GPflow implements the XiNat (default) and XiSqrtMeanVar transformations for parameters. Custom transformations that implement the XiTransform interface are also possible.

gpflow.optimizers.SamplingHelper

class gpflow.optimizers.SamplingHelper(target_log_prob_fn, parameters)[source]

Bases: object

This helper makes it easy to read from variables being set with a prior and writes values back to the same variables.

Example:

model = … # Create a GPflow model hmc_helper = SamplingHelper(model.log_posterior_density, model.trainable_parameters)

target_log_prob_fn = hmc_helper.target_log_prob_fn current_state = hmc_helper.current_state

hmc = tfp.mcmc.HamiltonianMonteCarlo(target_log_prob_fn=target_log_prob_fn, …) adaptive_hmc = tfp.mcmc.SimpleStepSizeAdaptation(hmc, …)

@tf.function def run_chain_fn():

return mcmc.sample_chain(

num_samples, num_burnin_steps, current_state, kernel=adaptive_hmc)

hmc_samples = run_chain_fn() parameter_samples = hmc_helper.convert_to_constrained_values(hmc_samples)

Attributes
current_state

Return the current state of the unconstrained variables, used in HMC.

target_log_prob_fn

The target log probability, adjusted to allow for optimisation to occur on the tracked unconstrained underlying variables.

Methods

convert_to_constrained_values(self, hmc_samples)

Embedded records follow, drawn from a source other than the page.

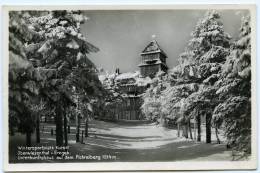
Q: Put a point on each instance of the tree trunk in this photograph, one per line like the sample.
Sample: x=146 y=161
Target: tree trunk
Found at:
x=185 y=131
x=38 y=140
x=68 y=125
x=28 y=139
x=208 y=128
x=77 y=128
x=190 y=130
x=65 y=130
x=86 y=127
x=198 y=128
x=178 y=125
x=194 y=126
x=12 y=130
x=59 y=126
x=216 y=132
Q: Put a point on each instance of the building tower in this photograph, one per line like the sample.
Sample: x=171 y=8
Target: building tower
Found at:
x=153 y=59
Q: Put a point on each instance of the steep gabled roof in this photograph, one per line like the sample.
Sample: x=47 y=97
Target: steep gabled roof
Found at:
x=152 y=47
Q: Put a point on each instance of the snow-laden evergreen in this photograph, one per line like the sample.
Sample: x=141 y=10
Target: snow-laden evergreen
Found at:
x=234 y=90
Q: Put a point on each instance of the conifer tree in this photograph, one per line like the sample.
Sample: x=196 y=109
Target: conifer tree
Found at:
x=234 y=91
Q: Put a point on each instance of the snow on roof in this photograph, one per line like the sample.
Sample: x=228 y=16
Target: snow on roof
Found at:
x=128 y=75
x=152 y=47
x=143 y=81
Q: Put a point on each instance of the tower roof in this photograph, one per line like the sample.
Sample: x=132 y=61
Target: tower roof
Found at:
x=152 y=47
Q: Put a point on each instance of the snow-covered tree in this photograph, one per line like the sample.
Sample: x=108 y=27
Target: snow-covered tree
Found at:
x=61 y=56
x=206 y=52
x=234 y=90
x=24 y=79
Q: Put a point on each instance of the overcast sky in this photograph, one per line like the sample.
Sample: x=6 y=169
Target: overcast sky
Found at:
x=122 y=35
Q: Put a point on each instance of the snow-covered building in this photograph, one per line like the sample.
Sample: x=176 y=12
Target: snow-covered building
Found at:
x=127 y=88
x=153 y=60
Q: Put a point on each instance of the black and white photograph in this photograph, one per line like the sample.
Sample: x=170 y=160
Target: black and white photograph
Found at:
x=131 y=85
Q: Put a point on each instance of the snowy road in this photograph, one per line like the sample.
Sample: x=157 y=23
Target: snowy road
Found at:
x=148 y=142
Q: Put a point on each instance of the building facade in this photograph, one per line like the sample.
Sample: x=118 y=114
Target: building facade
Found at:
x=127 y=88
x=153 y=60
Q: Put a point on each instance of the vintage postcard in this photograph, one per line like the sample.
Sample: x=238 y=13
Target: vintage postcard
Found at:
x=137 y=87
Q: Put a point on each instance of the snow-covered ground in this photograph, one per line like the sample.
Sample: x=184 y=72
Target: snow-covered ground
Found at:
x=130 y=142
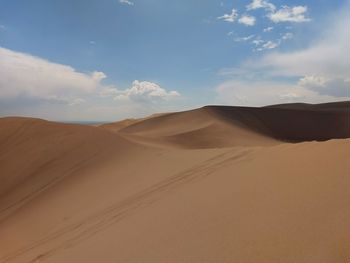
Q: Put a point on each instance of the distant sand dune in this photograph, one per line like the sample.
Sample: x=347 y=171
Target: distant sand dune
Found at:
x=216 y=184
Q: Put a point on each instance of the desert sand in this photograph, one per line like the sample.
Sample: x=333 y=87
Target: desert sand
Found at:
x=215 y=184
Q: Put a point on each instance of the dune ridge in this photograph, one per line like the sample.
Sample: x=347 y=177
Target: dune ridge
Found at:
x=215 y=184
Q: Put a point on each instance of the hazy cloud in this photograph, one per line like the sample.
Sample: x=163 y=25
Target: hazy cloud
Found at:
x=256 y=4
x=247 y=20
x=144 y=91
x=230 y=17
x=295 y=14
x=126 y=2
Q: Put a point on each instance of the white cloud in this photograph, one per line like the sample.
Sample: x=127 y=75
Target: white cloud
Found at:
x=295 y=14
x=287 y=36
x=126 y=2
x=262 y=93
x=244 y=39
x=29 y=76
x=326 y=86
x=269 y=45
x=32 y=86
x=256 y=4
x=268 y=29
x=144 y=91
x=230 y=17
x=247 y=20
x=328 y=56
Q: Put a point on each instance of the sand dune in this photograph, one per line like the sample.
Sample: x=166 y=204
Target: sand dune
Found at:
x=219 y=126
x=216 y=184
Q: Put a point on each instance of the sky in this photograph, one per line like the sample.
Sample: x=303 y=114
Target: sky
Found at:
x=105 y=60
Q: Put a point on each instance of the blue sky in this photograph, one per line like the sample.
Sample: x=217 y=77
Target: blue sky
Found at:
x=111 y=59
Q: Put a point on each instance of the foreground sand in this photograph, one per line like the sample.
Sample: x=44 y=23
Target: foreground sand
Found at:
x=198 y=186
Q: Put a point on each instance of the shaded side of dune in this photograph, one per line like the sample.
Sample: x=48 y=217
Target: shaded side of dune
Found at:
x=226 y=126
x=317 y=123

Converts list of unconstrained values in hmc_samples to constrained versions.

Parameters
  • target_log_prob_fn (Callable[[], tensorflow.Tensor]) –

  • parameters (Sequence[Parameter]) –

__init__(self, target_log_prob_fn: Callable[[], tensorflow.Tensor], parameters: Sequence[gpflow.base.Parameter])[source]
Parameters
  • target_log_prob_fn (Callable[[], tensorflow.Tensor]) – a callable which returns the log-density of the model under the target distribution; needs to implicitly depend on the parameters. E.g. model.log_posterior_density.

  • parameters (Sequence[Parameter]) – List of gpflow.Parameter used as a state of the Markov chain. E.g. model.trainable_parameters Note that each parameter must have been given a prior.

convert_to_constrained_values(self, hmc_samples)[source]

Converts list of unconstrained values in hmc_samples to constrained versions. Each value in the list corresponds to an entry in parameters passed to the constructor; for parameters that have a transform, the constrained representation is returned.

property current_state

Return the current state of the unconstrained variables, used in HMC.

property target_log_prob_fn

The target log probability, adjusted to allow for optimisation to occur on the tracked unconstrained underlying variables.

gpflow.optimizers.Scipy

class gpflow.optimizers.Scipy[source]

Bases: object

Methods

minimize(self, closure, tensorflow.Tensor], …)

Minimize is a wrapper around the scipy.optimize.minimize function handling the packing and unpacking of a list of shaped variables on the TensorFlow side vs.

assign_tensors

callback_func

eval_func

initial_parameters

pack_tensors

unpack_tensors

minimize(self, closure: Callable[[], tensorflow.Tensor], variables: Sequence[tensorflow.Variable], method: Union[str, NoneType] = 'L-BFGS-B', step_callback: Union[Callable[[int, Sequence[tensorflow.Variable], Sequence[tensorflow.Tensor]], NoneType], NoneType] = None, compile: bool = True, **scipy_kwargs) → scipy.optimize.optimize.OptimizeResult[source]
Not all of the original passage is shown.